For $200 I'd take a chance on it, seems solid.


----------



## JR Custom Calls (May 22, 2016)

Kevin said:


> That sounds like a super bargain. If it cuts like he says I don't think I could pass that up. The more bandsaws you have, the less you have to change out to a different size blade. 3 bandsaws are ideal. A 20" an 18" and a 14" Go get that thing Jon.





Tony said:


> For $200 I'd take a chance on it, seems solid.


If I had an extra $200, I might jump on it just because... but I don't. Heck, if I had $200 extra, I'd have bought a Husky 3120 the other day that needs a piston and muffler. lol.

Reactions: Like 2


----------



## woodtickgreg (May 22, 2016)

JR Custom Calls said:


> If I had an extra $200, I might jump on it just because... but I don't. Heck, if I had $200 extra, I'd have bought a Husky 3120 the other day that needs a piston and muffler. lol.


I'd be borrowing money from a friend to buy that husky if I had too.
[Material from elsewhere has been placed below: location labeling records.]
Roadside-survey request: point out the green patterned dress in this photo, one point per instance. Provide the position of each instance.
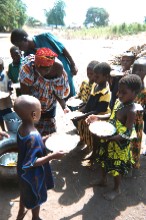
(116, 157)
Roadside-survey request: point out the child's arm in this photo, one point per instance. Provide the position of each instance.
(62, 103)
(42, 160)
(129, 125)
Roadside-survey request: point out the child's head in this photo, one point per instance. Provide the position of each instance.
(15, 54)
(129, 86)
(19, 39)
(1, 65)
(127, 60)
(28, 108)
(90, 72)
(101, 72)
(139, 67)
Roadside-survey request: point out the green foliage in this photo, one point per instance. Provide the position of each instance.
(108, 32)
(96, 17)
(13, 14)
(56, 15)
(32, 22)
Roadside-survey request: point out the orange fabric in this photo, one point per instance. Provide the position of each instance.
(45, 57)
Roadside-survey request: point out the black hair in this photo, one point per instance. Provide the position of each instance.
(14, 48)
(132, 81)
(18, 35)
(92, 64)
(103, 68)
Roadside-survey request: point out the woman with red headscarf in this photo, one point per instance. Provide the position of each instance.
(45, 79)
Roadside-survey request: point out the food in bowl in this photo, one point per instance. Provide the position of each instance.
(9, 159)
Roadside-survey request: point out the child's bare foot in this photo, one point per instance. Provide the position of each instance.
(102, 183)
(21, 215)
(112, 195)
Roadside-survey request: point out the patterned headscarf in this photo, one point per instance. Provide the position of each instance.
(45, 57)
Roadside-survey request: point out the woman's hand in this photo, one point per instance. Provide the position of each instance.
(58, 155)
(66, 110)
(74, 70)
(91, 119)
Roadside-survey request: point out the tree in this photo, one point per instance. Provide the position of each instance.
(96, 17)
(32, 22)
(13, 14)
(56, 15)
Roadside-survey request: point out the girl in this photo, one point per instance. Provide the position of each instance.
(98, 102)
(33, 169)
(139, 68)
(114, 152)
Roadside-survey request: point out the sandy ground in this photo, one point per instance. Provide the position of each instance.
(72, 198)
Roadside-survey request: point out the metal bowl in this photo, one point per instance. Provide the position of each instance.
(8, 163)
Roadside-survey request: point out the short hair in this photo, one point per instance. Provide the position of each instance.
(18, 35)
(132, 81)
(103, 68)
(14, 48)
(92, 64)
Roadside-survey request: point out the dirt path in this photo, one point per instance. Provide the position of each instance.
(72, 198)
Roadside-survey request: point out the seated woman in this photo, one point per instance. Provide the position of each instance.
(98, 102)
(45, 79)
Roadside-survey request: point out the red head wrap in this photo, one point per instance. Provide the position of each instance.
(45, 57)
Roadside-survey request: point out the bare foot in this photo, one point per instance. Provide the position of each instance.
(102, 183)
(112, 195)
(21, 215)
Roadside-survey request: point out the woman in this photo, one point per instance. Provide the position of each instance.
(29, 45)
(46, 80)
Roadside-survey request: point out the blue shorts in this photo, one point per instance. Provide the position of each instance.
(4, 112)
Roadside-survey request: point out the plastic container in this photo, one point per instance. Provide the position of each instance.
(8, 171)
(12, 121)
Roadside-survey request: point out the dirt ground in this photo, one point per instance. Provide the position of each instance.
(72, 198)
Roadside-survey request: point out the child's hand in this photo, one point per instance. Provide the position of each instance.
(91, 118)
(66, 110)
(58, 155)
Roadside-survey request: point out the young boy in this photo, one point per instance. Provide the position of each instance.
(85, 87)
(34, 172)
(5, 91)
(14, 67)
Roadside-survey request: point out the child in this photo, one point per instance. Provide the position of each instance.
(5, 101)
(139, 68)
(14, 67)
(114, 152)
(85, 87)
(98, 102)
(33, 167)
(127, 60)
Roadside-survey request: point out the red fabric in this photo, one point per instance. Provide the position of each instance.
(45, 57)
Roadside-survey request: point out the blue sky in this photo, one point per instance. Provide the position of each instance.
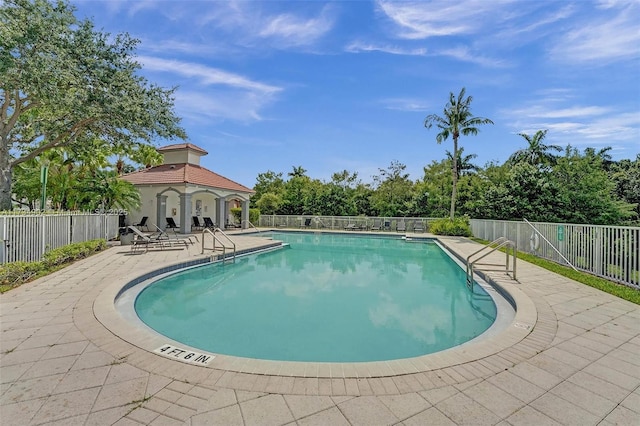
(268, 85)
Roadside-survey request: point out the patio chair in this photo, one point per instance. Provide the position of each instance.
(162, 235)
(196, 224)
(142, 240)
(143, 223)
(208, 223)
(171, 224)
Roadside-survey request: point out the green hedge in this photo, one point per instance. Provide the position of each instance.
(458, 227)
(17, 273)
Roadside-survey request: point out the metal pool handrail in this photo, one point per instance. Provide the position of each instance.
(215, 238)
(501, 242)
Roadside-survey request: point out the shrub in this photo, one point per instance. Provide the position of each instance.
(459, 227)
(17, 273)
(254, 214)
(71, 252)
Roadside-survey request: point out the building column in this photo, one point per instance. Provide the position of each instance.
(245, 214)
(221, 204)
(161, 210)
(185, 213)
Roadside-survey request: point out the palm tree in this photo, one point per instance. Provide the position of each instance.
(537, 153)
(456, 120)
(464, 163)
(297, 171)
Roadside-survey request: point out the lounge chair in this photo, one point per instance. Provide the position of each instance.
(162, 235)
(208, 223)
(171, 224)
(142, 240)
(196, 224)
(143, 223)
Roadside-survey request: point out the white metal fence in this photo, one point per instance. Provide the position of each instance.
(611, 252)
(26, 237)
(341, 222)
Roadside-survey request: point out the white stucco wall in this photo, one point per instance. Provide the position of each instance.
(148, 196)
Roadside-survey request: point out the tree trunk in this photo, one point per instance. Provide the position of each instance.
(454, 175)
(5, 179)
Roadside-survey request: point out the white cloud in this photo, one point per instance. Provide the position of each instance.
(253, 25)
(405, 104)
(291, 30)
(606, 38)
(420, 20)
(356, 47)
(578, 125)
(206, 75)
(215, 106)
(539, 111)
(463, 53)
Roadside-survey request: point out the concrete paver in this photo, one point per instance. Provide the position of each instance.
(576, 364)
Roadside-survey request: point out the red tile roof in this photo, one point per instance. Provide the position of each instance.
(181, 146)
(167, 174)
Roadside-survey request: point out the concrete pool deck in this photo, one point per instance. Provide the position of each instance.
(570, 357)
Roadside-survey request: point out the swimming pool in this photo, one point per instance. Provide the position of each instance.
(326, 298)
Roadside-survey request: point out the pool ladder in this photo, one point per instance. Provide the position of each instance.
(499, 243)
(224, 247)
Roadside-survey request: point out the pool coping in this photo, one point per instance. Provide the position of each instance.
(138, 345)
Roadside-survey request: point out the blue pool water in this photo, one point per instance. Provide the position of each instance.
(325, 298)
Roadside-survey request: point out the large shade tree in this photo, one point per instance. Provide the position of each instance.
(62, 83)
(456, 120)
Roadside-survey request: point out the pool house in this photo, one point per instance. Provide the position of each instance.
(181, 189)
Piston, sheese, piece of cake.

Reactions: Agree 1


----------



## JR Custom Calls (May 22, 2016)

woodtickgreg said:


> I'd be borrowing money from a friend to buy that husky if I had too. Piston, sheese, piece of cake.


I know! I tried to convince @Gixxerjoe04 to buy it, but by the time he was ready to pull the trigger it had been sold. The cylinder may have been in need of replacement, but from the looks of the piston, it probably could have been cleaned up.


----------



## Kevin (May 22, 2016)

I woulda fronted you the money to buy it. Deals like that are like once every 10 years.

Reactions: Way Cool 1


----------



## woodtickgreg (May 22, 2016)

JR Custom Calls said:


> I know! I tried to convince @Gixxerjoe04 to buy it, but by the time he was ready to pull the trigger it had been sold. The cylinder may have been in need of replacement, but from the looks of the piston, it probably could have been cleaned up.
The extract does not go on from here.